Every year at this time, I reflect on what my journey in recovery means. This year, I can’t help but think that these events I’m promoting would not even be a possibility had I not taken that very difficult first step 18 years ago.
I clearly remember, less than a week out of jail, firing up a joint in the back room of my apartment on April 11, 2008. In the aftermath of that afternoon, that ton-of-bricks feeling hit me that I was already starting the cycle again. The decision that day that I was done with everything, including filling in the gaps between drinking sprees with other drugs I didn’t find as harmful, wasn’t easy or magical. It was only after I headed straight into that storm of pain that the magic would happen. I had to go through it. And it hurt, but I did it, one day at a time.

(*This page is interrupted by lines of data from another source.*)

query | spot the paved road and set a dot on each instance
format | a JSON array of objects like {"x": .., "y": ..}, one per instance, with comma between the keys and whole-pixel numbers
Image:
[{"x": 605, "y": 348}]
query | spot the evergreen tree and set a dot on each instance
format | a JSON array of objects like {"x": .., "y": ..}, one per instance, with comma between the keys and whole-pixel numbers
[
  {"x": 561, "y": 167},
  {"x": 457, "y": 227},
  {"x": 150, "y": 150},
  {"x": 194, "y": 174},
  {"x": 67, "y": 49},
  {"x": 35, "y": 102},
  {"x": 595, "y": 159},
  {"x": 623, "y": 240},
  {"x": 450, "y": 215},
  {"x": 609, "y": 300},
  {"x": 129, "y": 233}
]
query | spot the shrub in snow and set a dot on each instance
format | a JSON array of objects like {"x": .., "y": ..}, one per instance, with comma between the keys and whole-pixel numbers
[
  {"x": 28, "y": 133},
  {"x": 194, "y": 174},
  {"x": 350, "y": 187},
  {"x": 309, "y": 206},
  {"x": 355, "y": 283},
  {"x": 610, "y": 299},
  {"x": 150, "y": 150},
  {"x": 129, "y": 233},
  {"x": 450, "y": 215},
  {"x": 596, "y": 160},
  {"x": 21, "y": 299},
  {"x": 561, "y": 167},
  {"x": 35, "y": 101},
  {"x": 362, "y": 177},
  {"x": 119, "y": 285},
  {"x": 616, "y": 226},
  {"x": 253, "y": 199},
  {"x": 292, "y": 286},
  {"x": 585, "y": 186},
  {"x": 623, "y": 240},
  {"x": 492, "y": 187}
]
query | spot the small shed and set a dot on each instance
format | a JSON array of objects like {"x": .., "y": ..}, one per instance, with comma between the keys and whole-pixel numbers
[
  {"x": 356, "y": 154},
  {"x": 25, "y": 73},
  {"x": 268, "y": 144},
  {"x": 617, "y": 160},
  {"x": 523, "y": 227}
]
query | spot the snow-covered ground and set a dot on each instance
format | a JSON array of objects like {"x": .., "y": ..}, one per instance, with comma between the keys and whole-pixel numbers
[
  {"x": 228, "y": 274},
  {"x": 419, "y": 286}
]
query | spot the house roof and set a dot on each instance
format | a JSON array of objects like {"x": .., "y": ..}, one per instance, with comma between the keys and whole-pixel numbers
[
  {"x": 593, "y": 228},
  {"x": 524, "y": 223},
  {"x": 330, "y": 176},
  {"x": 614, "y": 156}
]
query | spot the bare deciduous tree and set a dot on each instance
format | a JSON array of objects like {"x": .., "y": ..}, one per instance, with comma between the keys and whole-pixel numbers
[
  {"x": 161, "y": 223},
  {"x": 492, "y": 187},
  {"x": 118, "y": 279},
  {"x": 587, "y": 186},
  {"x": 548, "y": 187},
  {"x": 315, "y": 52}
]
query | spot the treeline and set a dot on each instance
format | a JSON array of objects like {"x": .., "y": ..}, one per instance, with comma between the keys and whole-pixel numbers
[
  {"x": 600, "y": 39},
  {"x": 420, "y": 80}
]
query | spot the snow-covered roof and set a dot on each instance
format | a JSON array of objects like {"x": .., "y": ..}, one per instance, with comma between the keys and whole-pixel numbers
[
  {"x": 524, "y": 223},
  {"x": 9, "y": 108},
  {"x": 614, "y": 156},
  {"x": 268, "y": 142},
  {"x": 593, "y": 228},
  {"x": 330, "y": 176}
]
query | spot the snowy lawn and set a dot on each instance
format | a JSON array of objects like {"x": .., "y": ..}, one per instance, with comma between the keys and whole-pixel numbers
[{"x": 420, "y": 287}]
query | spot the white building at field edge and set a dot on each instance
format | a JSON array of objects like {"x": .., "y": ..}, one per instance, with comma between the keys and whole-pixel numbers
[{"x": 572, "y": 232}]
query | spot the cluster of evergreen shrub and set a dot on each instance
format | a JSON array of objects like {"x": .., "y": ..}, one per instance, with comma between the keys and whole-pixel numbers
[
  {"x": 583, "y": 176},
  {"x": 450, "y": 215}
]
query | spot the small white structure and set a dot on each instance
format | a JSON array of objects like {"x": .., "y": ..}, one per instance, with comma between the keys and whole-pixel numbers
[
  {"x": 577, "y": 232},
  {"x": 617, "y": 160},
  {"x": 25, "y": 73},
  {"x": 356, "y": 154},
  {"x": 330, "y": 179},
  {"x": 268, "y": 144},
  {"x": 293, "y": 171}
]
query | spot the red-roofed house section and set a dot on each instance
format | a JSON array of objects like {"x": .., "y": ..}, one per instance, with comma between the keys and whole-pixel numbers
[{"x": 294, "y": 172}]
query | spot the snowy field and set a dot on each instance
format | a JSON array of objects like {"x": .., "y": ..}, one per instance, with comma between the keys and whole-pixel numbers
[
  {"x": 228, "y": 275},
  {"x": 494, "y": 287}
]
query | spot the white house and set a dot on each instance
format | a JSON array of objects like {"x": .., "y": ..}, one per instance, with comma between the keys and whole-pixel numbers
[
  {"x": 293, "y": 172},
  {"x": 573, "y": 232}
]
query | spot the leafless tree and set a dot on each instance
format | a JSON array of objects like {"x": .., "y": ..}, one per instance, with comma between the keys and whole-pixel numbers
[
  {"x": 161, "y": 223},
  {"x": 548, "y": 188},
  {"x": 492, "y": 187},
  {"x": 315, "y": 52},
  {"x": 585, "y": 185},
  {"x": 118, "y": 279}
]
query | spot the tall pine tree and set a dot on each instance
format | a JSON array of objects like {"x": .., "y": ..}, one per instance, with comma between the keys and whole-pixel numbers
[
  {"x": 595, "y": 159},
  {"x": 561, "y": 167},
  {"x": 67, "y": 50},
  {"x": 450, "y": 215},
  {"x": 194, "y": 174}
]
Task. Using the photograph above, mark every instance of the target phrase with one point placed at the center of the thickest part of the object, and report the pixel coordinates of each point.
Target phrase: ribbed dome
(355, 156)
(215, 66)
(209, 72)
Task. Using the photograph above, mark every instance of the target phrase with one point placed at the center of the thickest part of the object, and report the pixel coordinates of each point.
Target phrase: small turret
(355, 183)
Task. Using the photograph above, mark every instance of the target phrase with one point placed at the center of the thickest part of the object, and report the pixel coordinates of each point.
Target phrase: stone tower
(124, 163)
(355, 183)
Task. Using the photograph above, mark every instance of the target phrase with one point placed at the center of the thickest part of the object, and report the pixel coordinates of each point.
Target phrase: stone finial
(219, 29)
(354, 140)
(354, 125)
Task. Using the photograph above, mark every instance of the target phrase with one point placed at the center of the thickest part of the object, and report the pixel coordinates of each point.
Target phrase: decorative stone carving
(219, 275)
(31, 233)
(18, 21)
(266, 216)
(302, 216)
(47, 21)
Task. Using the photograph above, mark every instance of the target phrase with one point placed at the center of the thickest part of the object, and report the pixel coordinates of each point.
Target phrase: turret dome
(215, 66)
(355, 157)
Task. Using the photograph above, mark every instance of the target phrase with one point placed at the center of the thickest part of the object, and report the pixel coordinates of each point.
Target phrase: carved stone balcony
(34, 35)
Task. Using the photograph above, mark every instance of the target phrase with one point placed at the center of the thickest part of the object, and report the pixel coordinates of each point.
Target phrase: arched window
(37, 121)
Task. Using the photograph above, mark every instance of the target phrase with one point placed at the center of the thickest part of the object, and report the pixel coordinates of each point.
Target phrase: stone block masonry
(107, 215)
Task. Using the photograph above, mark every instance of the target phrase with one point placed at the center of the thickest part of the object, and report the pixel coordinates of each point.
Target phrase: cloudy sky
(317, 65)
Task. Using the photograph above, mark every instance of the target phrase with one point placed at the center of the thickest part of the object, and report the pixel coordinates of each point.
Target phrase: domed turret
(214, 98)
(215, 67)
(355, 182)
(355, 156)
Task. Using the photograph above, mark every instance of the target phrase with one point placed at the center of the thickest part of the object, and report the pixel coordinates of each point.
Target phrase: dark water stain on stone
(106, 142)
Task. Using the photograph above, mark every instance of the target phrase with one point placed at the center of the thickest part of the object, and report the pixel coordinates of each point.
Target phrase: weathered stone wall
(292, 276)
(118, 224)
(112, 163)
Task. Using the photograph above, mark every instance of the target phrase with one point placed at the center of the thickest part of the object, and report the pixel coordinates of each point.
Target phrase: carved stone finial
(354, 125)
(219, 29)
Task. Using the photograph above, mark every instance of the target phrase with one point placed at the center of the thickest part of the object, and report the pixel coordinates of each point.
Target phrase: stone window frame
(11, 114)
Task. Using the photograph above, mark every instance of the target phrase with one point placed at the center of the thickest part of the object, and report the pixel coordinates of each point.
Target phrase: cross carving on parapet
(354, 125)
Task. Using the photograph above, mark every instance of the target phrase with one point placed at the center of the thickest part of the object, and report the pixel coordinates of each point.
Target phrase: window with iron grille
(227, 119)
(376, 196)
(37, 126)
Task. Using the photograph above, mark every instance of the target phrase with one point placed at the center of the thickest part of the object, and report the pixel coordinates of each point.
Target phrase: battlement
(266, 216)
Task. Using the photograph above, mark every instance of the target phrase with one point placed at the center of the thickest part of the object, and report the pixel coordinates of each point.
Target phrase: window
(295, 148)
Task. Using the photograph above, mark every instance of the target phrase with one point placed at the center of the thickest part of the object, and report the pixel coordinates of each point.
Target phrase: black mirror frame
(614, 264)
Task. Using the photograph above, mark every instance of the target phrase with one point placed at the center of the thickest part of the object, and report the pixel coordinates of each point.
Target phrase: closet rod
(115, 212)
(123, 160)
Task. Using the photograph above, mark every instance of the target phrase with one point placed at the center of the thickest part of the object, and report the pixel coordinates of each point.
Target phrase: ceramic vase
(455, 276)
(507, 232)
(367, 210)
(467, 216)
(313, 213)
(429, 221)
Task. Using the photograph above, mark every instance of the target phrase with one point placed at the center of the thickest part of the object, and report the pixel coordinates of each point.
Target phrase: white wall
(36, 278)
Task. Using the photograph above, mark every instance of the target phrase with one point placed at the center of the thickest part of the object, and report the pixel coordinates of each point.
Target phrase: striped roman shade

That moment, 18 years later, feels different today than it did then. Just like that album. Listening to it last week evoked some of the same emotions of 29 years ago while also recalling different emotions from when I listened to it 10 years ago, five years ago, two years ago. It’s the same album, with different memories and feelings associated over time.
Listening to the album again as I wrote this, I thought of how people can potentially continue to view Lucy’s Way through new lenses, how it can affect new readers differently over time as we enter this next year, as I continue to promote it in the hopes of getting it into the hands of whoever needs its message next.
I also realized one other thing.
That album, 29 years later, it’s still a masterpiece.